This video demonstrates a dissection technique to harvest popliteal draining lymph nodes from the mouse hind legs. Lymph nodes play a critical role in bridging innate and adaptive immunity, and harvesting intact lymph nodes — with a preserved tissue structure and cellular viability — can help study local and systemic immune responses.
Protocol
All procedures involving animal models have been reviewed by the local institutional animal care committee and the JoVE veterinary review board.
1. Surgery procedure to remove the popliteal draining lymph node
Euthanize mice using CO2 asphyxiation followed by cervical dislocation.

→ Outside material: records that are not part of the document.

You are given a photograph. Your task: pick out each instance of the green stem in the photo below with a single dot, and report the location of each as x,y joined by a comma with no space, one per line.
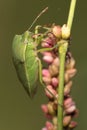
71,13
62,54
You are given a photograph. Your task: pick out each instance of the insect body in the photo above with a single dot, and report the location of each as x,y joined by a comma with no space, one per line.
26,61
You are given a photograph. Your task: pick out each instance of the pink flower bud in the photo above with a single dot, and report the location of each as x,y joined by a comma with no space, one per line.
50,88
44,108
44,128
66,120
46,80
71,109
67,78
44,44
57,31
65,32
53,70
46,73
49,125
67,88
55,82
48,59
48,116
50,108
54,120
72,124
71,64
68,102
71,72
56,62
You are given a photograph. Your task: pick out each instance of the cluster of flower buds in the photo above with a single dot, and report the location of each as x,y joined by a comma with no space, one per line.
50,76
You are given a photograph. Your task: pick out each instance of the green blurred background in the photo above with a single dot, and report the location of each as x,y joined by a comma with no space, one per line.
17,111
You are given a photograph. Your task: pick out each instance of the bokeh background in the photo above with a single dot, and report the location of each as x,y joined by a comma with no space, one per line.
17,111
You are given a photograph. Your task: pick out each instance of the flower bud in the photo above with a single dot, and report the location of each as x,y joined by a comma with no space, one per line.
71,64
44,108
54,120
44,128
53,70
65,32
50,88
54,82
66,77
56,62
71,72
49,125
46,80
72,124
66,120
67,88
71,109
45,73
48,58
56,30
50,108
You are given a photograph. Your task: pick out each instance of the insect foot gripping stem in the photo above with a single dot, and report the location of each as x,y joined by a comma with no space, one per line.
50,77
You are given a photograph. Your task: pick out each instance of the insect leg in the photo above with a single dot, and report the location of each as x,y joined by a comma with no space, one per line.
40,78
41,81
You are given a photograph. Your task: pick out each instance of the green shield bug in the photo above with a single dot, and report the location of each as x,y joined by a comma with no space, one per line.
26,61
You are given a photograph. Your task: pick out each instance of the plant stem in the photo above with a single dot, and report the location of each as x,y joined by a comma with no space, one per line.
62,54
71,14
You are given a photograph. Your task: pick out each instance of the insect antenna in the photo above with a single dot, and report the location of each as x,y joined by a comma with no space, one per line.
43,11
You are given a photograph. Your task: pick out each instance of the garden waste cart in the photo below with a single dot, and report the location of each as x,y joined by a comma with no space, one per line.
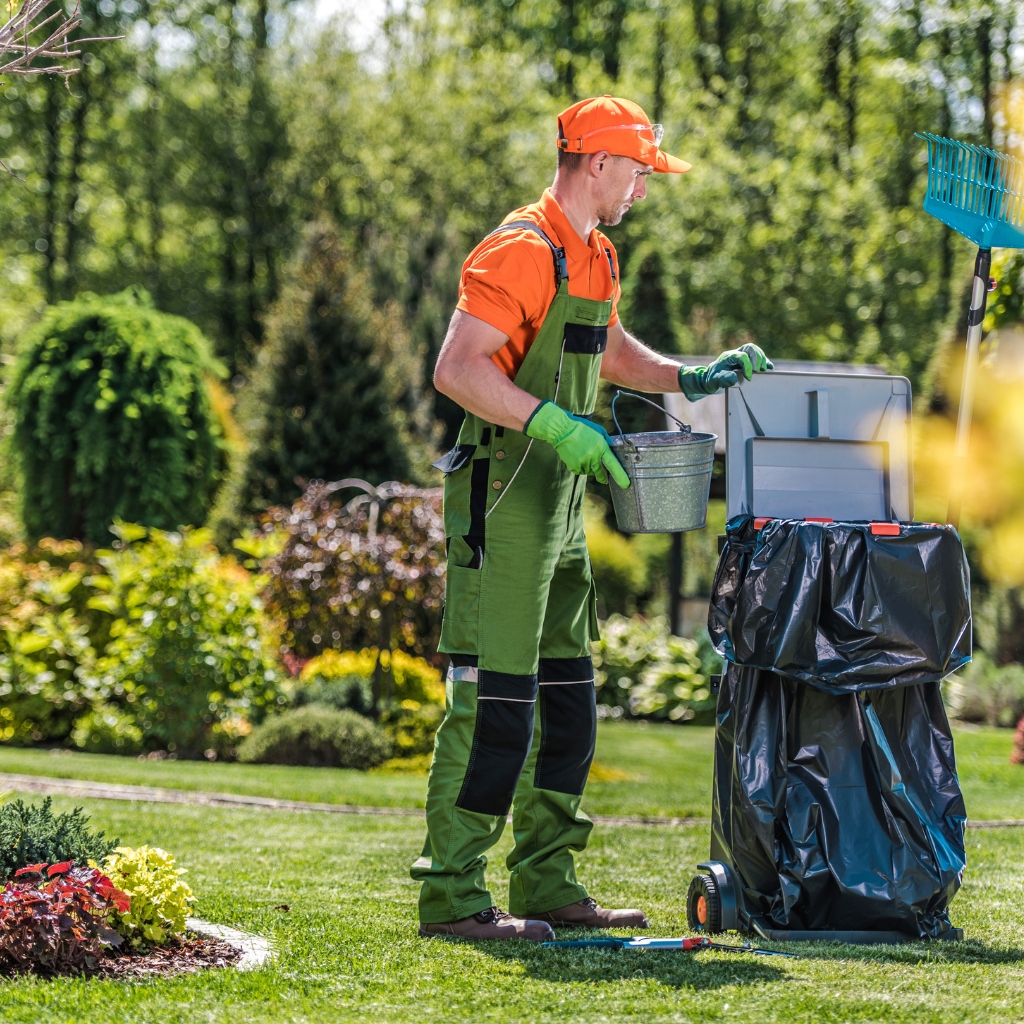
838,813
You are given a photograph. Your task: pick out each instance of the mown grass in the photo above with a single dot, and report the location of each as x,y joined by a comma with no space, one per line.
348,950
669,771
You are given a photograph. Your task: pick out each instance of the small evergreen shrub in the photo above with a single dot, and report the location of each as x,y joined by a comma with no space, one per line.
54,918
642,669
159,898
412,726
985,692
412,678
30,834
316,737
114,418
353,692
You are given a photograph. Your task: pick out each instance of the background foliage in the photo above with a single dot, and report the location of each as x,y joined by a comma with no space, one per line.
306,204
113,417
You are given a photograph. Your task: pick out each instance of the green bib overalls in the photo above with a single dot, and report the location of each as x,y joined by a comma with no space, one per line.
519,614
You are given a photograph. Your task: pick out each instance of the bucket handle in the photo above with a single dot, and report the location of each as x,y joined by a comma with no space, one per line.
630,394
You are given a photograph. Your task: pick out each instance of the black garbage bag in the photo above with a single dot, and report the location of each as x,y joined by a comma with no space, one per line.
835,606
838,812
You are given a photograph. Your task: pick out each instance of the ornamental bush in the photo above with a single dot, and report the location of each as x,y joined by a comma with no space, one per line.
45,643
114,417
412,678
369,571
54,918
159,898
641,668
32,833
317,737
189,660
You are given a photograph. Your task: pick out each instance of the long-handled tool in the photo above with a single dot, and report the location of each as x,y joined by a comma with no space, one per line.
687,945
980,195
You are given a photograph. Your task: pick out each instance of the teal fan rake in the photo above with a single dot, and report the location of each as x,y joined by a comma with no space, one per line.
980,195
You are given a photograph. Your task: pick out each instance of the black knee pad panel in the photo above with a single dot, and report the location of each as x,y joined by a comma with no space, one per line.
502,737
568,724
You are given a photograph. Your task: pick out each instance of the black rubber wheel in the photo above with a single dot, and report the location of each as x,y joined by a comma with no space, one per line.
704,906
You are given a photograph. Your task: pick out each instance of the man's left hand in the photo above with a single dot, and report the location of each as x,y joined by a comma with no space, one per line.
695,382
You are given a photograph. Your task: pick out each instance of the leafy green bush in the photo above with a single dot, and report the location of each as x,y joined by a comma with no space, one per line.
44,641
188,663
160,643
30,834
413,704
412,726
159,898
643,670
411,678
353,692
986,692
317,737
621,576
114,418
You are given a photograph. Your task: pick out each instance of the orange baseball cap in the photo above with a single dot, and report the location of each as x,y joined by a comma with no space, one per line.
619,126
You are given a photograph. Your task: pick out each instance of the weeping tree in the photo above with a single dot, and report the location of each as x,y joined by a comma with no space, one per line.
117,414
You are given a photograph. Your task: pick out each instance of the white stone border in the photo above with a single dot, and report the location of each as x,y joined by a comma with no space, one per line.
255,949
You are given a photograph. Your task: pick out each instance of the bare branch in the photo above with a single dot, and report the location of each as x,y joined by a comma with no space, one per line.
17,53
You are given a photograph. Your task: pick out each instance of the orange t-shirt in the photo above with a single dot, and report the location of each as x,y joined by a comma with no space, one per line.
508,281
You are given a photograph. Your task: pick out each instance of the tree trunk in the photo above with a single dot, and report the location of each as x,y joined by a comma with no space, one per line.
54,93
75,179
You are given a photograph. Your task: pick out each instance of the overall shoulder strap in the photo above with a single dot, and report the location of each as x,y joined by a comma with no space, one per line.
557,253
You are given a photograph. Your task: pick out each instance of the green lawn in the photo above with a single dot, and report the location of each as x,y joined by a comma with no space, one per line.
348,951
670,769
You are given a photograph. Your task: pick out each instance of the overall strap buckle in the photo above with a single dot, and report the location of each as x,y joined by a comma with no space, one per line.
557,252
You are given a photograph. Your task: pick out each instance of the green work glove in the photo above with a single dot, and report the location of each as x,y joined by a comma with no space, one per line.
695,382
583,445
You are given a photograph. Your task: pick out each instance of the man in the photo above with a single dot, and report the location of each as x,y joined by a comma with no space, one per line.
535,329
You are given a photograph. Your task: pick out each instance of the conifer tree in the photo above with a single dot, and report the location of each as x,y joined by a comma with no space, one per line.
337,389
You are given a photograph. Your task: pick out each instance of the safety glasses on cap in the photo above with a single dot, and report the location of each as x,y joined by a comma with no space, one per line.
649,133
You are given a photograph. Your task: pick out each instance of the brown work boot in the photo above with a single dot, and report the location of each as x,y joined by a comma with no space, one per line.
587,913
491,924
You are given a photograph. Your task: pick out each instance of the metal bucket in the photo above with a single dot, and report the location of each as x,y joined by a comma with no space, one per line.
670,478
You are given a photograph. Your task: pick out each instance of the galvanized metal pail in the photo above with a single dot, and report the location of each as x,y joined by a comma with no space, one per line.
670,478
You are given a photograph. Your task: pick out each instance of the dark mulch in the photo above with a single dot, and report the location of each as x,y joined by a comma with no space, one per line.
185,956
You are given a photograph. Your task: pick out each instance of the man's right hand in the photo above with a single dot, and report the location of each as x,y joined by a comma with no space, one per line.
581,444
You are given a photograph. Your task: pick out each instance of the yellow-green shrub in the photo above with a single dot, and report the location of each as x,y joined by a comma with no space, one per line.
415,678
159,897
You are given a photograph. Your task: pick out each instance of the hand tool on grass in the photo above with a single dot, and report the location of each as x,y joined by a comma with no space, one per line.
687,945
978,194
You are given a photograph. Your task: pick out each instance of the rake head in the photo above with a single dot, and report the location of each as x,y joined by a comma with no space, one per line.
977,192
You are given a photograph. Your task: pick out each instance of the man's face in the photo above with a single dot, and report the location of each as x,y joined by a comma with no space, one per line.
624,181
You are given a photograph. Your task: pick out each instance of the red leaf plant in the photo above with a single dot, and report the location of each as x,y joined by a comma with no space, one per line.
57,921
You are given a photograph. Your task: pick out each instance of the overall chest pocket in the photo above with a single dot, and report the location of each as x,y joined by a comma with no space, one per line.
583,339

Immobilize mice at a prone position on the acrylic stage with adhesive tape and apply mineral oil with a cotton swab in the calf and knee (Figure 1A-D).

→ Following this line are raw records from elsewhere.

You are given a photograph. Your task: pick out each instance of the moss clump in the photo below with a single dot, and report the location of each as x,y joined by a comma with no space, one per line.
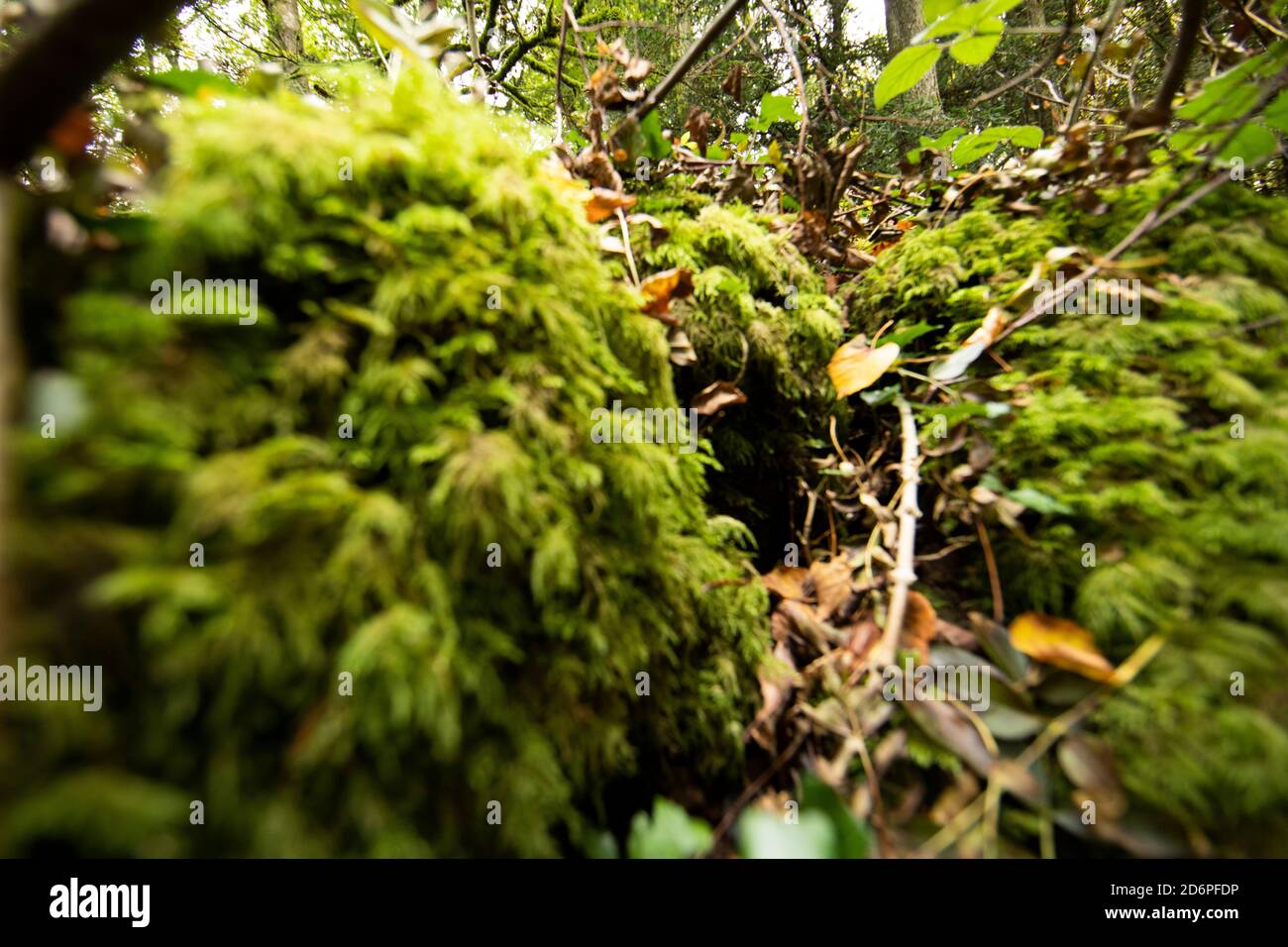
760,313
1163,445
492,579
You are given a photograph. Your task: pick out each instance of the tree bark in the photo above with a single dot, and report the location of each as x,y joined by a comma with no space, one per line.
59,60
283,25
903,22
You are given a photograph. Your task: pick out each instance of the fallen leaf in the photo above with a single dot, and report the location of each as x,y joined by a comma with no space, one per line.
1061,643
682,350
786,581
733,82
857,365
660,289
777,682
716,395
918,626
988,329
831,585
1090,766
603,204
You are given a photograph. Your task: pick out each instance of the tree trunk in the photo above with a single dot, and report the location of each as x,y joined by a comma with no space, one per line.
903,22
283,25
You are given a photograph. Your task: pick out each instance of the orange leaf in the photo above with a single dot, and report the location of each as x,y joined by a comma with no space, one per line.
662,287
918,625
786,581
857,365
988,329
603,204
1061,643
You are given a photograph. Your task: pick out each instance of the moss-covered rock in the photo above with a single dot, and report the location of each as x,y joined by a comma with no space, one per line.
1160,444
391,475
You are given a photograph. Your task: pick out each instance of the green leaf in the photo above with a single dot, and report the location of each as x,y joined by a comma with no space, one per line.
974,147
193,81
776,108
1250,144
907,334
1037,501
960,20
765,835
850,835
656,145
978,47
905,71
671,832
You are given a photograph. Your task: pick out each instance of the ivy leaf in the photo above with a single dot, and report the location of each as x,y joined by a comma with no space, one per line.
776,108
671,832
914,331
1037,501
974,147
905,71
656,145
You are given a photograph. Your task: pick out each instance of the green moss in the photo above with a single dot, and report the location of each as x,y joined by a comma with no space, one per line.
759,315
1132,428
378,230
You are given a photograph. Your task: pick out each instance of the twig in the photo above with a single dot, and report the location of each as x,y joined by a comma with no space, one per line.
797,69
686,62
1038,65
559,106
626,241
1186,40
905,574
993,581
1107,30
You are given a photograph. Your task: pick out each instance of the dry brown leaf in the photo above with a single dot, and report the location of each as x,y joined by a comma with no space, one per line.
831,585
988,329
603,204
1061,643
660,289
717,394
786,581
857,365
918,626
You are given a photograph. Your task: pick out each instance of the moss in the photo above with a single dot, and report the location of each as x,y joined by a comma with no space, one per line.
1132,428
760,315
423,275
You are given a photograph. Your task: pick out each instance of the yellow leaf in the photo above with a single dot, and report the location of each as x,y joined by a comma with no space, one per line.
1061,643
857,365
603,204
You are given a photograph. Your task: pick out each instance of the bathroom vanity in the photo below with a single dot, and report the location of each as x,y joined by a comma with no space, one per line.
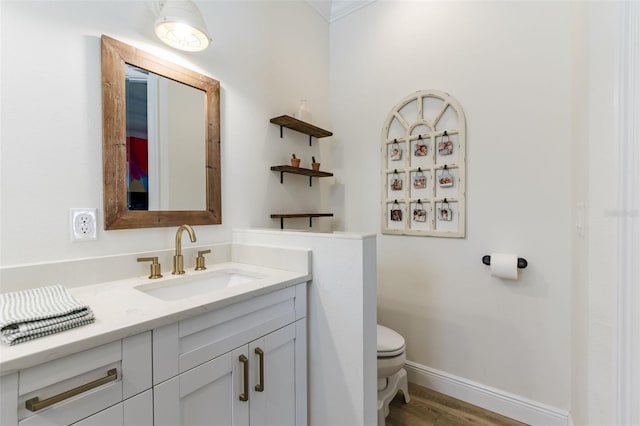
233,355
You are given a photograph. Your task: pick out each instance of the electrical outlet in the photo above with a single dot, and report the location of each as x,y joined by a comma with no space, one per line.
83,224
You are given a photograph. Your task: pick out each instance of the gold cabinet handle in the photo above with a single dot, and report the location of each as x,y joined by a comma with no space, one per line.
244,396
34,404
260,386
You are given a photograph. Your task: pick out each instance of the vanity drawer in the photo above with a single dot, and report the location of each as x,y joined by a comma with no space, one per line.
184,345
69,389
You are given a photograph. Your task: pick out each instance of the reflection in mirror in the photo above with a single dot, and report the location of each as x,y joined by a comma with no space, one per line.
166,124
161,141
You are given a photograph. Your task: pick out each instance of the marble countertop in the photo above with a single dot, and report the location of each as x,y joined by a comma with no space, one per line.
121,311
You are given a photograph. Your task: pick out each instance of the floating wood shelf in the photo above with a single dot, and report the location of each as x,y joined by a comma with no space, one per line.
300,126
282,217
299,171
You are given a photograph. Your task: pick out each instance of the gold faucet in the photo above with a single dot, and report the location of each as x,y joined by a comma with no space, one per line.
178,266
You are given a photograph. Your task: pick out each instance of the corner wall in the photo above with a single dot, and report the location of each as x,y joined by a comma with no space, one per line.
514,83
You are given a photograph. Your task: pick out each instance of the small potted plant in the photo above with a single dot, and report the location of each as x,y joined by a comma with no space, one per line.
315,166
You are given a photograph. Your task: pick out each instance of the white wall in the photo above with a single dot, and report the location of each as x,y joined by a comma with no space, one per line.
509,65
267,56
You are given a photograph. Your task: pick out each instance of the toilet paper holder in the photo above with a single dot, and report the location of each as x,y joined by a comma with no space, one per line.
522,263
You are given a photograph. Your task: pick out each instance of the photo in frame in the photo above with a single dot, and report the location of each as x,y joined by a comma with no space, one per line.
444,212
445,179
395,152
420,149
396,182
395,215
419,213
419,181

Perform a midline incision in the calf from the heel to the knee (Figure 1E, F).
Dissociate the calf musculature from the skin (Figure 1F, G).
Expose the popliteal fossa (Figure 1G). The popliteal lymph node will appear as a translucid sphere in the popliteal fossa.

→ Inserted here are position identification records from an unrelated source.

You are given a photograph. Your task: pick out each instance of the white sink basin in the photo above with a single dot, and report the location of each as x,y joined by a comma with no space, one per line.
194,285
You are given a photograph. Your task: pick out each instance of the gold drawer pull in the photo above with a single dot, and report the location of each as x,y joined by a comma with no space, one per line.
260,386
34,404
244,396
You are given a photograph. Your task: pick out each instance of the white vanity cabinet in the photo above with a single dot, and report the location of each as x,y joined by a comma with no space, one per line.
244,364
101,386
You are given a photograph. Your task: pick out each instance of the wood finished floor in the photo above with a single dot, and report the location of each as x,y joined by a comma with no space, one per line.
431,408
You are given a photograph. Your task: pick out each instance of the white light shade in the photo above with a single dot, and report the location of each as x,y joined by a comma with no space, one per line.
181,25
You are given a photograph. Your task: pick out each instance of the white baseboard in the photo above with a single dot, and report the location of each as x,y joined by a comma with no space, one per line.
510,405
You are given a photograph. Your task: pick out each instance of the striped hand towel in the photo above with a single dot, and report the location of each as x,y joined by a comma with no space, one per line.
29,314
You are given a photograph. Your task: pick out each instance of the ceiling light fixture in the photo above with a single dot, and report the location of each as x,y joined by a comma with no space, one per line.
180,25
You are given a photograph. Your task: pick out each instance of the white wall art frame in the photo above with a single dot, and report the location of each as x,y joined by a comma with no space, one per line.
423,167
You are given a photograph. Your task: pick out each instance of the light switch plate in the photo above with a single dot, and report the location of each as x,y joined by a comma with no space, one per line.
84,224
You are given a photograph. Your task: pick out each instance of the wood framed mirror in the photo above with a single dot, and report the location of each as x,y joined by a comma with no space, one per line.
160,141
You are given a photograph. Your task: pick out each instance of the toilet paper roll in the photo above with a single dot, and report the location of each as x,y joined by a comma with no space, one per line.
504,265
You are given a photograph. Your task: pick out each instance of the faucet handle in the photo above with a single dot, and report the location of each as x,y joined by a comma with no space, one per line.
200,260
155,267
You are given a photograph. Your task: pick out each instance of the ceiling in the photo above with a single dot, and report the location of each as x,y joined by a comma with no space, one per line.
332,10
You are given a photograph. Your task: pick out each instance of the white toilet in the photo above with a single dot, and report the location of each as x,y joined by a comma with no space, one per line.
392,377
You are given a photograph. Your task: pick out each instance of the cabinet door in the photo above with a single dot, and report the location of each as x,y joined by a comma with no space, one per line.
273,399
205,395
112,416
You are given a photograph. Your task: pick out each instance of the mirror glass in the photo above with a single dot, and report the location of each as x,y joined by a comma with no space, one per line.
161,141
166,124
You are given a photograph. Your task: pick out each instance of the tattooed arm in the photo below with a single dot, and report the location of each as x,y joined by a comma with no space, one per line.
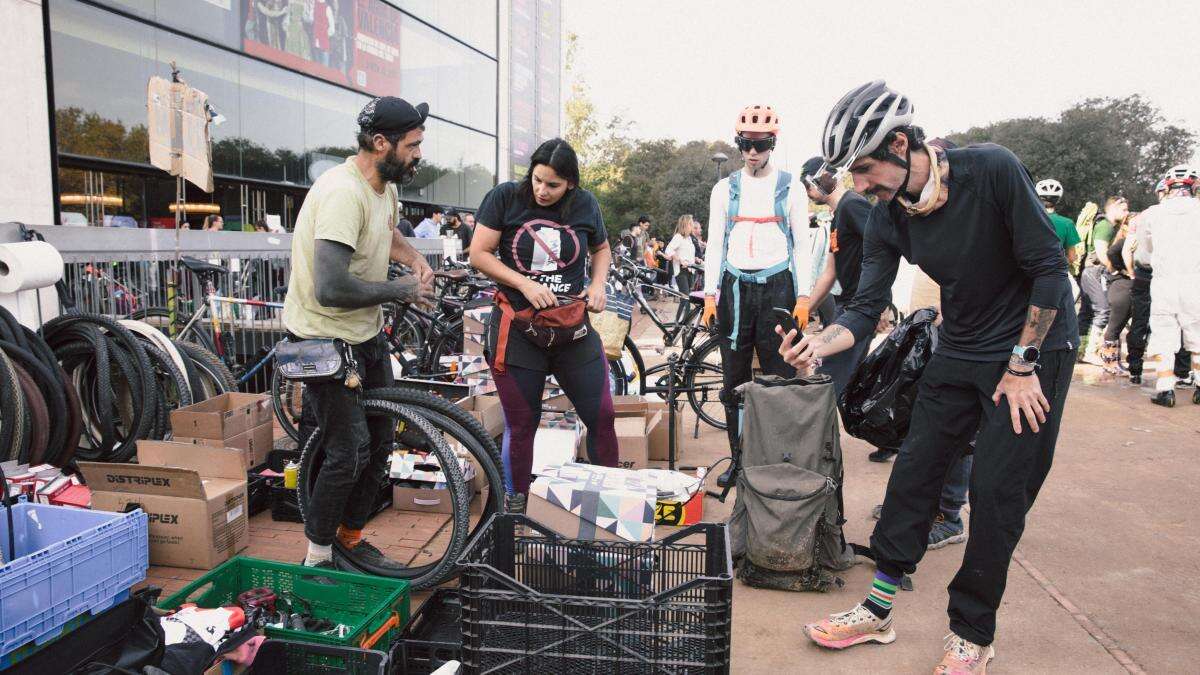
1024,392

Remove the popliteal lymph node using microsurgery curved forceps (Figure 1G).
Alternatively, turn the mouse over on the supine position, and approach the popliteal fossa between biceps femoris and semitendinosus for popliteal LN removal by performing a midline incision in the calf from the heel to the knee followed by dissociation of the calf musculature from the skin. NOTE: Popliteal fossa is a shallow depression located at the back of the knee joint. Open carefully to see the popliteal lymph node.
Representative Results
Figure 1: Popliteal lymph node preparation. (A, B) Subcutaneous injection of FACS antibody master mix into the paw pad. (C, D) 3 h after the injection, euthanize the mouse, immobilize the mouse on an acrylic plate with adhesive tape (C), and apply mineral oil to the abdominal skin to prevent fur deposition around the incision (D). (E) Perform a midline incision in the calf from the heel to the knee. (F) Expose the popliteal fossa. (G) Remove the popliteal lymph node using microsurgery-curved forceps. (H) Place the organ in a petri dish and remove the fat that surrounds the organ, centralize the organ in the middle of the Petri dish, cover the organ with a piece of delicate task wipers, and keep soaked with warm saline 0.9% or 1x PBS. Position the Petri dish in the microscope slot and scan the organ.